To illustrate the potential cost, without using a Command you may have done this; created a button in your View with a Click event,
<Button x:Name="refreshDirectButton" Content="Refresh" Click="refreshDirectButton_Click"></Button>
And then in the Click event handler call the method on the View’s ViewModel.
private void refreshDirectButton_Click(object sender, RoutedEventArgs e)
{
_viewModel.Refresh();
}
Without going into the details of the Command support in Silverlight (check out the links above) you can now create a class that encapsulates your command and implements the new ICommand interface,
public class MyRefreshCommand: ICommand
{
public bool CanExecute(object parameter)
{
// Also allow this command to be called
return true;
}
public event EventHandler CanExecuteChanged;
public void Execute(object parameter)
{
// Do the work that used to be in your ViewModel's Refresh method
// ...
}
}
Your ViewModel’s Refresh method would now be rewritten to return the Command,
public ICommand Refresh
{
get
{
if (_refreshCommand != null)
{
_refreshCommand = new RefreshCommand();
}
return _refreshCommand;
}
}
And you can now bind you View’s button to this command.
<Button x:Name="refreshButton" Command="{Binding Refresh}" Content="Refresh" ></Button>
Phew!
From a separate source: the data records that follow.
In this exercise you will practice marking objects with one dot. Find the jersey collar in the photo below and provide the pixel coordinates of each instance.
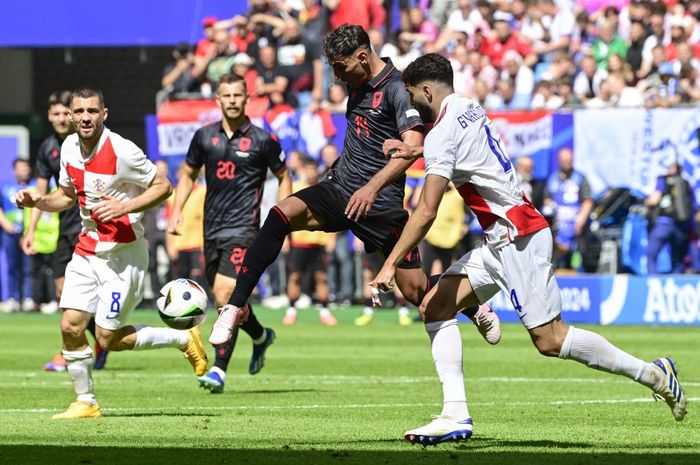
(443, 106)
(379, 78)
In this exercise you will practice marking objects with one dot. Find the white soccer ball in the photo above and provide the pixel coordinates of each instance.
(182, 304)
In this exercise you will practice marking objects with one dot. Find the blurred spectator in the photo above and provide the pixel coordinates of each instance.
(564, 89)
(266, 24)
(671, 214)
(587, 81)
(505, 89)
(533, 188)
(545, 96)
(300, 63)
(603, 99)
(439, 248)
(369, 14)
(177, 75)
(519, 73)
(608, 43)
(654, 39)
(205, 44)
(617, 65)
(569, 195)
(155, 223)
(623, 95)
(559, 24)
(635, 46)
(307, 255)
(217, 62)
(12, 222)
(584, 35)
(185, 249)
(504, 40)
(403, 53)
(270, 81)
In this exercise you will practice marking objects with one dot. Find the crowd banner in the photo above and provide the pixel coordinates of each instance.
(660, 300)
(631, 147)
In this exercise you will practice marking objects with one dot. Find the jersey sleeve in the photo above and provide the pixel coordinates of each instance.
(439, 153)
(274, 155)
(195, 154)
(134, 167)
(42, 169)
(406, 116)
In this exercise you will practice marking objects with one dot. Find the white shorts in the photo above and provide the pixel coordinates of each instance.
(522, 269)
(109, 285)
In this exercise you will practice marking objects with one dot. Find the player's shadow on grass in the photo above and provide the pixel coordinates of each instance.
(160, 414)
(329, 453)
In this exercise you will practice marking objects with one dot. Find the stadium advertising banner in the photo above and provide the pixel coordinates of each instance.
(630, 148)
(621, 300)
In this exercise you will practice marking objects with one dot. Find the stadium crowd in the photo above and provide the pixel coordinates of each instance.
(519, 54)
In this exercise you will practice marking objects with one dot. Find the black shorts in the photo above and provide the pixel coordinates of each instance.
(379, 230)
(307, 259)
(63, 254)
(223, 256)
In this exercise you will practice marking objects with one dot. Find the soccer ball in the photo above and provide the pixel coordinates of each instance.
(182, 304)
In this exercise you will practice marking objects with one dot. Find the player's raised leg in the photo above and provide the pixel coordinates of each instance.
(438, 309)
(290, 214)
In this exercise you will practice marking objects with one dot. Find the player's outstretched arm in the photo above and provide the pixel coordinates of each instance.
(415, 230)
(61, 199)
(362, 200)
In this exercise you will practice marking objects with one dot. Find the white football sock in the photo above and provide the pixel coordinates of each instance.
(597, 352)
(148, 337)
(79, 366)
(446, 342)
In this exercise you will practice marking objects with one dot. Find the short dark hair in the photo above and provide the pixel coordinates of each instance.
(231, 78)
(60, 97)
(344, 40)
(430, 67)
(88, 92)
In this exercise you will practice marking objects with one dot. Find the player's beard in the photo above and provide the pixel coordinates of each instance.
(425, 111)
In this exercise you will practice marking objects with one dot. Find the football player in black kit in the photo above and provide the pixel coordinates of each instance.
(47, 166)
(236, 156)
(363, 191)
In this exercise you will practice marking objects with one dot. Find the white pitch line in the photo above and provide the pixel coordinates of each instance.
(189, 408)
(32, 379)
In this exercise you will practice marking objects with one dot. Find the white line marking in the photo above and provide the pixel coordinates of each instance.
(188, 408)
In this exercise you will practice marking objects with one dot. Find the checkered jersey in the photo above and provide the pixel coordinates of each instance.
(464, 147)
(118, 168)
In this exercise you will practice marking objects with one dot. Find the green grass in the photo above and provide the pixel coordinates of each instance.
(343, 395)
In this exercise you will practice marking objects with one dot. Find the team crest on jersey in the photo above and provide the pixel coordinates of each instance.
(99, 186)
(377, 99)
(244, 144)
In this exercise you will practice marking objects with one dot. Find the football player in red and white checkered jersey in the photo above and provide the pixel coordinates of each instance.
(114, 183)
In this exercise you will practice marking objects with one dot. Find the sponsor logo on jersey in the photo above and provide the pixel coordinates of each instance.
(377, 99)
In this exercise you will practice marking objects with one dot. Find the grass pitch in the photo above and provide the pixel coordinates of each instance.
(344, 395)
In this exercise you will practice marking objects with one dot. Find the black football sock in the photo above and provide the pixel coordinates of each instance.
(265, 248)
(252, 326)
(225, 351)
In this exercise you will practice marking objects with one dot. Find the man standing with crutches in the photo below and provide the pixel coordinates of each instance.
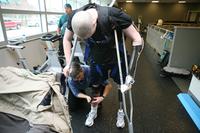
(96, 24)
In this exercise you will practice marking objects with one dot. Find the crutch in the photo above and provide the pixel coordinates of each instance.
(71, 58)
(127, 85)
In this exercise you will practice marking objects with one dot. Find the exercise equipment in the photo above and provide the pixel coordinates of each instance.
(52, 63)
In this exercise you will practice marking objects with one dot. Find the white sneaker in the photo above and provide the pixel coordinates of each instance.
(120, 119)
(90, 119)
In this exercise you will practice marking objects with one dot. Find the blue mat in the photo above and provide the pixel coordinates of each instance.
(191, 107)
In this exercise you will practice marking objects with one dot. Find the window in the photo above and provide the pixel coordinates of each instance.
(29, 17)
(50, 5)
(1, 34)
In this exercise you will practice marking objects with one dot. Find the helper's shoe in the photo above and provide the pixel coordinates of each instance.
(120, 119)
(90, 119)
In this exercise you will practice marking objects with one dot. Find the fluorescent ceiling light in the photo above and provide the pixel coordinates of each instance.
(129, 1)
(181, 1)
(155, 1)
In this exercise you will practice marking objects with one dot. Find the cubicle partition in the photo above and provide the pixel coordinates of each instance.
(184, 47)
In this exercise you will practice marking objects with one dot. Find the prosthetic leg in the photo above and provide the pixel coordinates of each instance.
(127, 85)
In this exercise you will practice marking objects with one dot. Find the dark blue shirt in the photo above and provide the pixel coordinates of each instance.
(63, 23)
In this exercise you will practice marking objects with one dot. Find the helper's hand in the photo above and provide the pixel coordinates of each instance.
(66, 71)
(88, 98)
(97, 100)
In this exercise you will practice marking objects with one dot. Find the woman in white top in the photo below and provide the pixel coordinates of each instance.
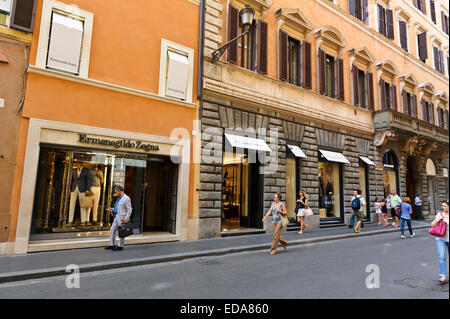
(442, 243)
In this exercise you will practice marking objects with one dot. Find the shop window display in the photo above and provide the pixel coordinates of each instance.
(74, 188)
(329, 190)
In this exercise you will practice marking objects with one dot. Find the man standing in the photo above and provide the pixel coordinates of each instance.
(122, 210)
(418, 204)
(395, 201)
(358, 206)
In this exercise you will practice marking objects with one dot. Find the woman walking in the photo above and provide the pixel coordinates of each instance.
(378, 205)
(442, 243)
(405, 217)
(302, 204)
(276, 210)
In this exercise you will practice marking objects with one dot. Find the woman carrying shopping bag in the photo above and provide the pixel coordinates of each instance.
(276, 210)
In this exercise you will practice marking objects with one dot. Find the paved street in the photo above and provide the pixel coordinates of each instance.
(333, 269)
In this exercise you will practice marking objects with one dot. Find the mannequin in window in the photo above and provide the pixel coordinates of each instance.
(321, 189)
(96, 181)
(80, 186)
(329, 191)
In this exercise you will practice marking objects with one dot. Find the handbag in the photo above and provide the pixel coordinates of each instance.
(308, 212)
(86, 201)
(439, 230)
(125, 230)
(284, 221)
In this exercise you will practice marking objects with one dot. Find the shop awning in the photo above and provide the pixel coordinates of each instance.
(367, 160)
(297, 151)
(334, 157)
(247, 142)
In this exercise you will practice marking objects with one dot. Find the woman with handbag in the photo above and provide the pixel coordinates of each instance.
(277, 210)
(442, 242)
(302, 204)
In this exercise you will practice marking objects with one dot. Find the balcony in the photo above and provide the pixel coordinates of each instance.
(389, 122)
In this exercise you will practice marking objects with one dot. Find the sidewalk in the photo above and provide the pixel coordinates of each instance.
(47, 264)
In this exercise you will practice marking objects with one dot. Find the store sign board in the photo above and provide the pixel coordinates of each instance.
(122, 143)
(65, 43)
(334, 157)
(297, 151)
(244, 142)
(367, 160)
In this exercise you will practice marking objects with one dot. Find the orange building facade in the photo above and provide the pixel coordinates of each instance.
(356, 91)
(111, 91)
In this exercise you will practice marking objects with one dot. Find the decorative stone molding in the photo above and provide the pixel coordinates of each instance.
(330, 40)
(294, 19)
(388, 70)
(330, 139)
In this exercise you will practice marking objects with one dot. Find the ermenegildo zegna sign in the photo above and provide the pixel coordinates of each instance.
(126, 143)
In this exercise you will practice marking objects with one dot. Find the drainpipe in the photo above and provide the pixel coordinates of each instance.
(201, 40)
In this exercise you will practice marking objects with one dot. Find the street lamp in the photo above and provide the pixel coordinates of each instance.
(246, 15)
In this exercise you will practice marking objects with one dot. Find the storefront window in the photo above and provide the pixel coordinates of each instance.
(390, 180)
(364, 187)
(74, 189)
(329, 191)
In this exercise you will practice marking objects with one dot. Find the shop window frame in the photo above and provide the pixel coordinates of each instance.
(50, 6)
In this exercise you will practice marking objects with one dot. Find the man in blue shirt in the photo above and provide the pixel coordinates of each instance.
(418, 206)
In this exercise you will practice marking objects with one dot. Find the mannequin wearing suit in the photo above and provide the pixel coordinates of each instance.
(79, 185)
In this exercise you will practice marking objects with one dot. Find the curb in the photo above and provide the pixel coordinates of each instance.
(61, 271)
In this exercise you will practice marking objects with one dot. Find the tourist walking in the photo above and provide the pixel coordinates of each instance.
(122, 210)
(405, 217)
(386, 209)
(302, 204)
(358, 206)
(442, 243)
(394, 200)
(276, 210)
(418, 206)
(378, 209)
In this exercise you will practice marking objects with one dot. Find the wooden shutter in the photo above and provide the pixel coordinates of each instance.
(381, 20)
(365, 11)
(436, 58)
(355, 85)
(307, 82)
(341, 79)
(431, 113)
(382, 95)
(423, 8)
(353, 8)
(283, 55)
(433, 11)
(23, 14)
(394, 97)
(443, 21)
(441, 61)
(233, 25)
(403, 35)
(405, 102)
(371, 95)
(424, 110)
(262, 47)
(322, 72)
(389, 24)
(414, 106)
(422, 40)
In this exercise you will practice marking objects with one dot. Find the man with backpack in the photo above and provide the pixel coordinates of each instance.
(358, 206)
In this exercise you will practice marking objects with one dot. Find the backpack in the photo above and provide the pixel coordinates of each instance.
(356, 204)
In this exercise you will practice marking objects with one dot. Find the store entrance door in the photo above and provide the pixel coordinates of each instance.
(161, 196)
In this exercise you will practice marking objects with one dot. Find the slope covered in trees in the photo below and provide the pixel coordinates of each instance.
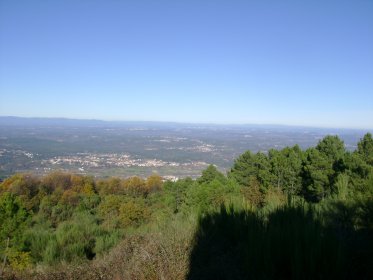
(283, 214)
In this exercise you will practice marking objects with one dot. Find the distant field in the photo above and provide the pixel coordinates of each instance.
(141, 148)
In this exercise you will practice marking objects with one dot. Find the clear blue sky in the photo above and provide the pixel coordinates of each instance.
(274, 62)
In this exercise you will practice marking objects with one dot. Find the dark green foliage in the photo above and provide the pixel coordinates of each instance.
(292, 242)
(210, 174)
(317, 171)
(13, 221)
(365, 148)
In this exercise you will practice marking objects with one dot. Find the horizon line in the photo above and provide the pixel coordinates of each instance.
(191, 122)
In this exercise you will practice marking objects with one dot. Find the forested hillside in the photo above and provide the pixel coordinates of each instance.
(285, 214)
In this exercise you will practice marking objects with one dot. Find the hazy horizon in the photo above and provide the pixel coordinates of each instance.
(368, 129)
(242, 62)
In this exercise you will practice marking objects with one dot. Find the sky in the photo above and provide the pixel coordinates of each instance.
(306, 63)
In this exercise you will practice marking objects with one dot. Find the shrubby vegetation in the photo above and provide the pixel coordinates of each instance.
(283, 214)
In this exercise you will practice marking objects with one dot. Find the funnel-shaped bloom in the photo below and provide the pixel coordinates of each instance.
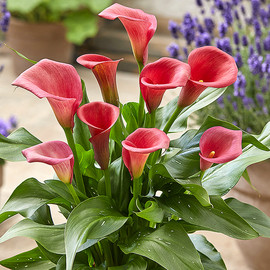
(140, 27)
(100, 117)
(210, 67)
(104, 70)
(219, 145)
(55, 153)
(138, 145)
(59, 83)
(156, 78)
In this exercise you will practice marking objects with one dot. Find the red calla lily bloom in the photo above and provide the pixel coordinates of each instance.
(139, 25)
(210, 67)
(100, 117)
(104, 70)
(219, 145)
(59, 83)
(55, 153)
(156, 78)
(138, 145)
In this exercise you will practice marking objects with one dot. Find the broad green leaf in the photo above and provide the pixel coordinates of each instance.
(80, 25)
(194, 186)
(130, 114)
(219, 218)
(259, 221)
(12, 146)
(33, 259)
(39, 232)
(26, 199)
(81, 131)
(210, 257)
(134, 263)
(92, 219)
(152, 212)
(186, 163)
(163, 114)
(168, 245)
(220, 179)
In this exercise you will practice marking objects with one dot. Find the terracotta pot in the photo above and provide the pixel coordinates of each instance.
(37, 41)
(256, 251)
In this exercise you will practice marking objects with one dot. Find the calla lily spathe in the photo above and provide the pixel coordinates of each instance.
(157, 77)
(59, 83)
(100, 117)
(139, 25)
(219, 145)
(55, 153)
(210, 67)
(138, 145)
(104, 70)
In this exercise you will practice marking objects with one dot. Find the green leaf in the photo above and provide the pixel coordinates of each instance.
(92, 219)
(12, 146)
(26, 199)
(219, 218)
(256, 218)
(194, 186)
(168, 245)
(39, 232)
(220, 179)
(130, 114)
(152, 212)
(32, 259)
(164, 114)
(210, 257)
(80, 25)
(81, 131)
(134, 263)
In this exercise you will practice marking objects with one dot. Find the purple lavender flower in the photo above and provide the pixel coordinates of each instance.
(244, 41)
(4, 20)
(255, 6)
(257, 28)
(238, 60)
(255, 63)
(174, 29)
(224, 45)
(222, 28)
(203, 39)
(240, 85)
(173, 50)
(209, 25)
(188, 28)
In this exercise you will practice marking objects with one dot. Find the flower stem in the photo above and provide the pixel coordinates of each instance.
(172, 119)
(108, 183)
(153, 118)
(73, 193)
(77, 172)
(141, 100)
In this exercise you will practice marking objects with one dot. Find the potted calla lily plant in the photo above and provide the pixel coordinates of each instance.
(132, 197)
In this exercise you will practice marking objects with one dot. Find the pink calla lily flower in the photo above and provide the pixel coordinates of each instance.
(210, 67)
(219, 145)
(55, 153)
(104, 70)
(138, 145)
(156, 78)
(100, 117)
(59, 83)
(139, 25)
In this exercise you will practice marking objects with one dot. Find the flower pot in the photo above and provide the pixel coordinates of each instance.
(256, 251)
(37, 41)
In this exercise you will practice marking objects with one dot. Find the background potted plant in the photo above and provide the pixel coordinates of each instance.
(42, 28)
(242, 30)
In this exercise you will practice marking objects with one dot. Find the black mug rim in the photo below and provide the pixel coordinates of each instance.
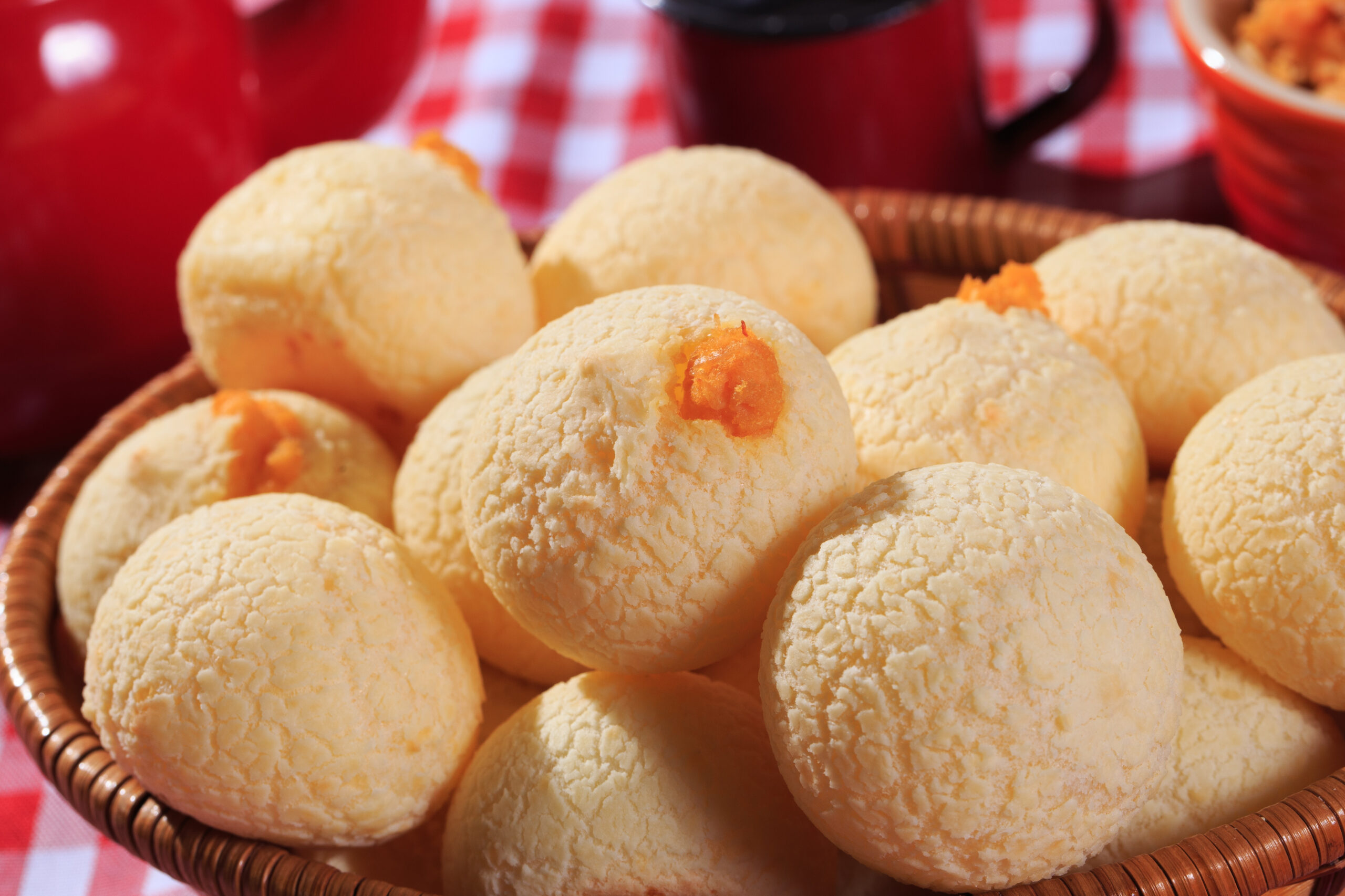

That’s going from 3 lines of code to 11 – almost 400% more code!
Now the DelegateCommand/RelayCommand approaches will use slightly less code but it does raise the question of whether it’s worth the effort.
I personally don’t think there’s much difference between my View’s event handler calling into the ViewModel directly versus Silverlight’s Command DataBinding implementation doing it for me. The end result is identical and equally testable and you could argue the direct approach is more readable.
So does anyone else have a reason why using Commands is a better approach when the command itself doesn’t need to be reused? Maybe I’m missing something.